A phase 3 randomized clinical trial demonstrated that enlicitide—an oral small-molecule macrocyclic peptide inhibitor of PCSK9—produced a mean percentage change in LDL-C at 24 weeks of −58.2% compared with 2.6% with placebo. Enlicitide binds circulating PCSK9 and prevents its interaction with the LDL receptor, a mechanism analogous to that of PCSK9 monoclonal antibodies. A prior placebo-controlled phase 2 trial showed up to 60.9% LDL-C reduction over 8 weeks with similar rates of adverse and serious adverse events between groups.

Trial Design and Population

The CORALreef HeFH trial enrolled 303 adults with genetically or clinically confirmed HeFH across 59 sites in 17 countries. All participants were taking at least moderate- or high-intensity statins, and 64% were on ezetimibe. The mean baseline LDL-C level was 119 mg/dL. Participants were randomized 2:1 to 20 mg of enlicitide or placebo once daily for 52 weeks. The enlicitide formulation contained the sodium caprate, a permeation enhancer; placebo did not. Participants took the study drug fasting and waited 30 minutes before eating. Treatment and fasting adherence exceeded 96%.

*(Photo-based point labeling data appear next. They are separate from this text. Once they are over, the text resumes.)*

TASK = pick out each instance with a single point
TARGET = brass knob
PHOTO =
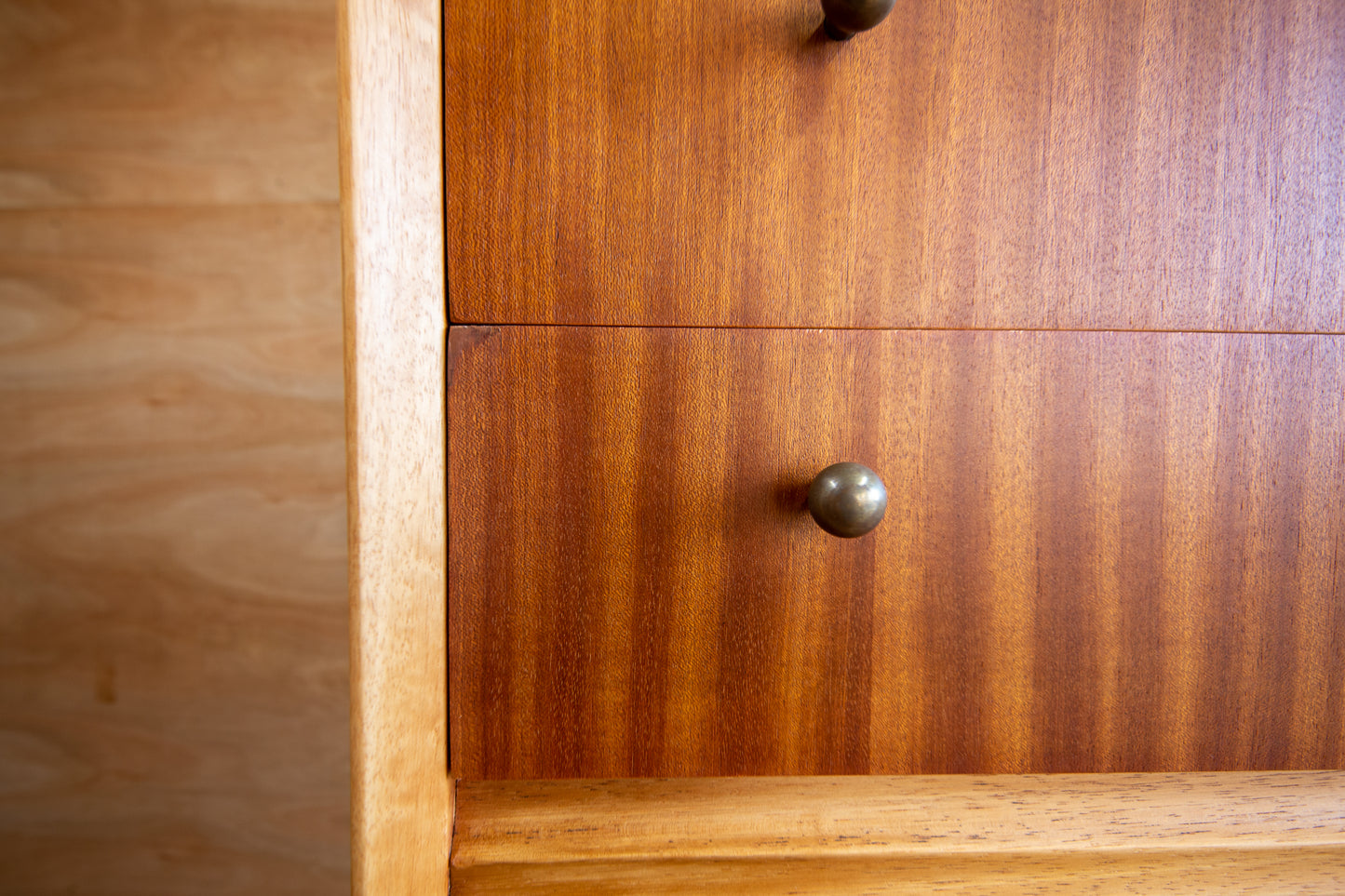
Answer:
(848, 18)
(848, 500)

Primary and Secondary Efficacy Outcomes

At 24 weeks, the mean absolute LDL-C change was −69.5 mg/dL with enlicitide versus 0.3 mg/dL with placebo. LDL-C reductions were evident by week 4 and sustained through 52 weeks (−55.3% vs 8.7%). Multiplicity-controlled secondary outcomes showed mean percentage reductions at week 24 of −52.3% in non–HDL-C, −48.2% in apolipoprotein B, and a median −24.7% in lipoprotein(a), compared with minimal changes in the placebo group.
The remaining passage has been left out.